Charles - It all depends on the brand / compatibility of the dope you are using with standard available thinners. The dope pretty much has one speed, and the thinner determines the set. If the dope you use can be thinned with auto thinners, then get some acrylic lacquer slow rated thinner (not the cheap stuff for cleaning brushes)
Retarder is probably made mostly of the same chemical that makes slow thinners slow, but concentrated. You have to be very careful using it, as it's easy to go overboard and you can melt a plastic canopy with the stuff, as well as your previous layers of dope come bubbling up. I'd personally rather use a slow rated thinner that way it is essentially pre-mixed with retarder to the correct amount for you.
In sunny Florida, I like slow thinners in the summer, medium in the winter, and almost never fast.

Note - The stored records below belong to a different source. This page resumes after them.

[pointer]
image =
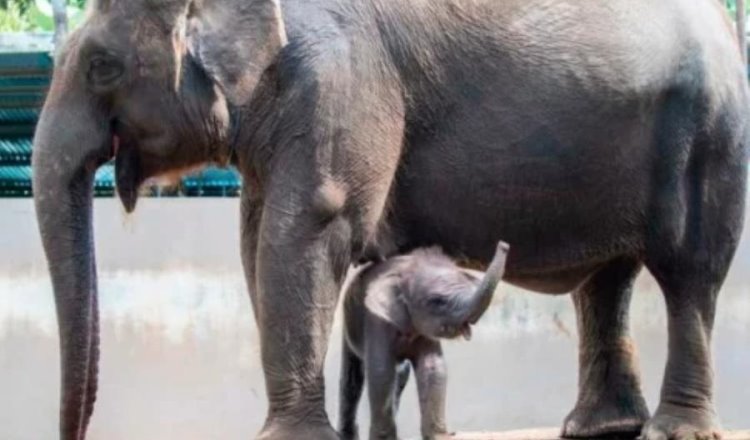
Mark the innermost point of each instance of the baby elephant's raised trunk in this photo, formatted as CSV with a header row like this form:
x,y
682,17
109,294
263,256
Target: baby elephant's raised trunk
x,y
486,289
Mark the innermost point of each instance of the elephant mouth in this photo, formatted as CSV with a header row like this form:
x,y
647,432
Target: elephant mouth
x,y
128,172
454,332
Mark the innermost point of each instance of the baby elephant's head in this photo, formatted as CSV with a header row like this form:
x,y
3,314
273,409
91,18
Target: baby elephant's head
x,y
437,299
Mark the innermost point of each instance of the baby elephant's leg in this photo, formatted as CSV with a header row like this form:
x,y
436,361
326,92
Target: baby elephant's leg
x,y
350,391
431,385
382,380
402,378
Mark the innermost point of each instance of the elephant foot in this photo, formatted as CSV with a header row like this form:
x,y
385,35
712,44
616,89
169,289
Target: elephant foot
x,y
676,423
349,434
610,420
297,431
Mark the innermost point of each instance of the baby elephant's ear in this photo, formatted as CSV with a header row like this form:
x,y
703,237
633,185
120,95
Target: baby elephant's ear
x,y
384,300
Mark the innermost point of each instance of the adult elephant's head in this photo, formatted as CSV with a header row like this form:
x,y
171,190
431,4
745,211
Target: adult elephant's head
x,y
148,83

This is because the ambients do effect the cure time. A slow thinner used on a cold winter day could be disastrous, where the same thinner would work fine on a sunny summer day. One might think slower is always better, since it will have more time to level out and less chance at trapping moisture and blush. There is such thing as too much of a good thing here, because if it's too slow, then it will have time to eat/dissolve down into previous layers (very bad when shooting trim colors or clear coats over final paint scheme) especially if you are the kind who likes to gun on a heavey wet coat rather than build up several lite coats.
So, like all things in stunt, it's an acquired talent to get a feel for when to use what. It's like looking out the window and at your calendar and knowing exactly where to go fishing today and what's running and what bait they will hit. Only experience will get it to be second nature.